Truffles found at The Truffle & Wine Company, Manjimup, WA. Photo / Tourism Western Australia
A traditionally European delicacy thrives in WA, writes Maureen Dettre.
Bella the black Labrador is hunting truffles.
Within seconds she's pawing the ground, indicating there's a truffle embedded in the soil, waiting to be dug up. She makes her part look easy, but growing truffles is a tricky business - and lucrative, if you are patient.
Bella works at The Truffle & Wine Company in Manjimup in Western Australia, a region that has turned the elite truffle industry on its head by producing some of the world's best black gourmet treasures.
Truffles are a rare and expensive delicacy, edible fungi highly prized by elite chefs all over the world for their unique musty, garlicky, nutty flavour.
They have traditionally grown wild in the forests of Europe, supported by oak trees, but most are now cultivated by inoculating the roots of host trees with truffle spores so the fungus forms a symbiotic relationship with the roots of the host tree.
Producing truffles involves more science than most agriculture — which is why the brains behind the WA company, Dr Nick Malajczuk, is a CSIRO scientist who studied soil.
In 1997 he identified Manjimup as an ideal area, found investors, bought 53ha and imported spores from Europe to introduce to the roots of 13,000 oak and hazel trees.
It was six long years before they found the first truffle. It weighed 168g, was worth $500 — the first truffle found on the Australian mainland.
"It's not a get-rich-quick scheme," explains Deborah McLaren, the Truffle & Wine Co tour guide.
By 2004 the company was producing 4-5kg a year and that's steadily risen to 4-5 tonnes. The largest one ever dug up on the estate was 1.018kg in 2005.
Although in Europe pigs have traditionally been used to unearth the black treasure, dogs are used in Australia because they can be trained not to claw at the prized find.
"Chefs don't like that," McLaren said.
Labradors are used because they are natural retrievers, very motivated by food, but can take up to three years to be fully trained.
These days the Truffle & Wine Company is the biggest truffle producer in WA, producing about 60 per cent of the state's truffles. In turn, WA produces 70 per cent of Australia's truffles and Australia now produces 10 per cent of the world's truffles.
According to nztruffles.org.nz, there are about 30 productive truffieres in NZ, located between the Bay of Plenty and Invercargill, with many more throughout the country not yet producing truffles.
Current total truffle production in NZ is not known but is estimated to be 100-200kg a year.
Manjimup's Truffle & Co is now the biggest producer in the Southern Hemisphere and the biggest single truffle producer in the world.
"There's something magical about this little pocket in the southwest," McLaren said. "We've got very fertile soils that the truffles love."

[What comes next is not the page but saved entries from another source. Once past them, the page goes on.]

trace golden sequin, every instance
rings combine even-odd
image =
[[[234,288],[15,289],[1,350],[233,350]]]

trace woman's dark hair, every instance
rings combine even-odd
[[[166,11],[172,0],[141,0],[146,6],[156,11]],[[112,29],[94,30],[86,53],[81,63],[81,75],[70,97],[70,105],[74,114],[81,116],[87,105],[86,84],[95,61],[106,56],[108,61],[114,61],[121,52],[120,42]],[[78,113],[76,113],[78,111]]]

Getting there:Air New Zealand flies from Auckland to Perth. Manjimup is 300km south of Perth, about a three-and-a-half hour drive.
The Truffle and Wine Company is one of the few places in the world where visitors can participate in a truffle hunt. Hunts are available only from June to August and bookings are essential. The cellar door is open seven days from 10am-4pm; the Truffle Kitchen is open Thursday to Sunday 11am-3pm at 490 Seven Day Rd, Manjimup.